けれど、止める間もなく兄は店の看板とも言うべき巨大なぬいぐるみを打ち落としてしまった。

「あ、あれ落として良かったの?
 店のおじさん困ってるようにみえるけど」

「細かいことはいいじゃないか、せっかくの祭りだんだし。
な、おっちゃん」

「これは…、その飾りとして置いていまして、的ではないんですよ、悪いねぇ兄ちゃん」

 対して、昌親兄は微笑みの表情を崩さず強行した。

「ええ、でも落としたんですからいただきます」

「いや、だから…」

 態度を崩さない昌親兄に店主は諦め、そのぬいぐるみをしぶしぶ渡した。
空気が読めない兄を申し訳なく思った。

大人気ないな。あれは普通は落とせるはずのないもの。
そして狙うべきでもない。

「そういうわけで、これは昌に」
「こんなの恥ずかしいよ、子供じゃあるまいし」

 顔が埋もれるほど大きなぬいぐるみをもらってもなんだか複雑な気持ちだ。
くれるものならなんだってありがたく受け取りたいところだか……。


「さて、そろそろ行きましょうか、兄さん。浩人たちが来てしまう」

「浩人が?」

「友達を連れてこの祭りに来てたんだ。
男ばっかりでむさ苦しい。

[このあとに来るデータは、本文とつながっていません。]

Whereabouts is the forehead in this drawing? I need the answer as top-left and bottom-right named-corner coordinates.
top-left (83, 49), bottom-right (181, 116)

花がないぜ、花が。
あいつらと入口の方で会って、それを追い越してきたんだ。
さっき声が聞こえてきたから、もうすぐこちらに来てしまうだろうな」

 兄二人で来てるくせに、それはむさ苦しいと言わないのか。
けれど、それは触れるべきではない気がして、聞かなかったことにした。

「あ、あの…いや、なんでもない」

 引き留めてほしい、そうお願いするのは気が引けて言えない。
だけど、彰奈とこうやって過ごす時間を浩人に見られたくなかった。
彼はまだきっとこういう気持ちを分かりはしない。
ただ、兄弟である俺を無邪気に慕っている子どもだった。

「……仕方ないな、昌親が浩人たちにも華麗な射的を見せてやるってさ」

「ホント、仕方ないですね。
なんでもないなんて……、いかにも何か言いたそうな顔で言うものではありませんよ。
おじさーん、ぬいぐるみはいらないのでその分換えの弾にしてくださーい」

「ありがと」

「いいさ」
「行っておいで」


 少し困ったように笑う二人を後にして、彰奈と縁日の終わりの方まで歩いていった。ひと気がなくなっていく。
二人分の下駄の音がカラコロと一際大きく響いた。